There were other dreams too, but they followed the same pattern. On the twenty-seventh of July, Jana dreamed she was back in college, playing Beatrice in
Much Ado About Nothing
. There was a shy boy who auditioned to play Benedick, but he was hopeless; he didn't get the part. He stayed on to build sets, to work on lighting and props, and on the night of the last performance he got up the courage to ask her out for a drink. In the dream she woke the next day in his bed, his palm resting on her hip. The curtains were drawn in his dorm room, but she could see the light of morning filtering through. She slipped out of bed, went to the window, swept the curtains open wide—

And woke up in the black dark. Always a hazy time before she remembered where she was—before she remembered that the part that should have been a nightmare was real. She rolled onto her back, heard the familiar rattle of the chain. Her body ached. She felt the thin mattress underneath her. A blanket thrown over her, scratchy on her bare skin. She sat up and flung it away. Now a search for her clothes. Underwear down around one ankle, skirt pushed up around her waist. Blouse and bra within reach—she found them by touch.

No memory of who had been with her. But someone, obviously. Eli, if she had to guess. She had a sense that Eli tended to take what he wanted and leave. Luke was more likely to stay around and try to put her back together. Which may have been worse, if you really thought about it.

A question for another time: which of them was the worse rapist. For now, Jana wanted a bath. A real bath in a tub with hot water. She wouldn't get one, but she could think about it. The sound of the water running. The sensation of floating with just her face above the surface, the rest of her submerged. Gleaming white tiles. Candles burning on the edge of the tub. The window open to the summer air, a vase of flowers on the sill.

She gave herself a minute to surrender to the image, then felt around until she touched a plastic bottle lying on its side. She uncapped it, poured water into her hand, bathed her face and neck. She recapped the bottle and put it aside. Got dressed. Made her way to the back wall of her prison and searched along the seam between the wall and the floor until she found her mother's quarter.

Her thumb traced the round edge and found the point she'd been making. It was a slow, mechanical task, rubbing the coin against a link of the chain. Trying to turn a quarter into a screwdriver. Jana set her back against the wall, gathered the chain, and went to work.

No sound but the scrape of metal on metal, but she had her own voice in her head for company. Sometimes she ran lines from plays. Miranda in
The Tempest
:
O, wonder! How many goodly creatures are there here! How beauteous mankind is! O brave new world, that has such people in it!
Or
Cyrano de Bergerac
. She had played Roxane, but Cyrano had better lines:
To sing, to laugh, to dream, to walk in my own way and be alone, free, with an eye to see things as they are . . . To travel any road under the sun, under the stars . . .

Other times—like now—she got a piece of music stuck in her head. This time it was a song by Sheryl Crow: “All I Wanna Do.” Peppy and relentless. Jana tried to resist it at first, then surrendered.

Eventually her hand grew tired from gripping the coin. She took a break and the scraping stopped. But it didn't stop. She thought she heard a sound on the other side of the room.

Scraping. Scratching.

The Sheryl Crow song faded from her head. Jana put the coin down, stood up slowly. Listened.

Now she heard nothing.

No telling how long she stood there in the dark, her back against the wall, a chill along the nape of her neck. There couldn't be anyone else in the room with her. Luke Daw always brought a light with him. He wouldn't stand silent in the dark. She would be able to hear his breathing.

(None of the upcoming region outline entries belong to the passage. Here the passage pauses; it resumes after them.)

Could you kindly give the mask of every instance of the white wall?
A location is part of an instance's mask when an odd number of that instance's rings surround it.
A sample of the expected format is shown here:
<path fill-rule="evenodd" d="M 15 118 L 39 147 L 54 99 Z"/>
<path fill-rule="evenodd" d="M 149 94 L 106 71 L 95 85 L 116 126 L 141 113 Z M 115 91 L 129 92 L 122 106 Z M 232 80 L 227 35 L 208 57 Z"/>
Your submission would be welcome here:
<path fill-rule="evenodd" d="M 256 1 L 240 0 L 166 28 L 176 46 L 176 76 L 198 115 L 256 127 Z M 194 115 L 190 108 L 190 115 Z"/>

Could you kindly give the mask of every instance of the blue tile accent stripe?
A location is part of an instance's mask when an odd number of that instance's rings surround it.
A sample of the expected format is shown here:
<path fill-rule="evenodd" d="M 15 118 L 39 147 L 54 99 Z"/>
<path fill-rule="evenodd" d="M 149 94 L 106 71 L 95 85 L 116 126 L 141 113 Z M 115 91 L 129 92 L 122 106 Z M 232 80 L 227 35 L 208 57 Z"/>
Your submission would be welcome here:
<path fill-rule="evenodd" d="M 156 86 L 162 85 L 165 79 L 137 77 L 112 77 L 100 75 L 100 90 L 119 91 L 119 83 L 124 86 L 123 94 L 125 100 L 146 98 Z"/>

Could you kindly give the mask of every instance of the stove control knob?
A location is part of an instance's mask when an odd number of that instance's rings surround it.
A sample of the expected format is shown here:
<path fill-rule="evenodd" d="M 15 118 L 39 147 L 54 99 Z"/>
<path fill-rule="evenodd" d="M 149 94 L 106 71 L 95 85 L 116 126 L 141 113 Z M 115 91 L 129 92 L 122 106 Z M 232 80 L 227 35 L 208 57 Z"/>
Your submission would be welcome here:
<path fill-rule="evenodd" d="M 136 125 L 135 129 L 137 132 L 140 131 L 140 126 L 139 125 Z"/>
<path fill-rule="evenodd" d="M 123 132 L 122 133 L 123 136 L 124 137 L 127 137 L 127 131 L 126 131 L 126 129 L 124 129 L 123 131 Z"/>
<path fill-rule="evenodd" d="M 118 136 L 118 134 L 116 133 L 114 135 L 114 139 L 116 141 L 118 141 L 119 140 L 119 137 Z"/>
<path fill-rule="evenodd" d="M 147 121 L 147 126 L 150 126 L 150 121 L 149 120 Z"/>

Scratching. She heard it again.

An animal, she thought. Maybe a mouse. Her prison was well built, the boards set close against each other, but there had to be gaps. There was air coming through. If there weren't, she would have suffocated a long time ago. She had never felt a gap big enough for a mouse to crawl through, but she hadn't explored every corner of the room. The chain prevented it. There were parts she couldn't reach.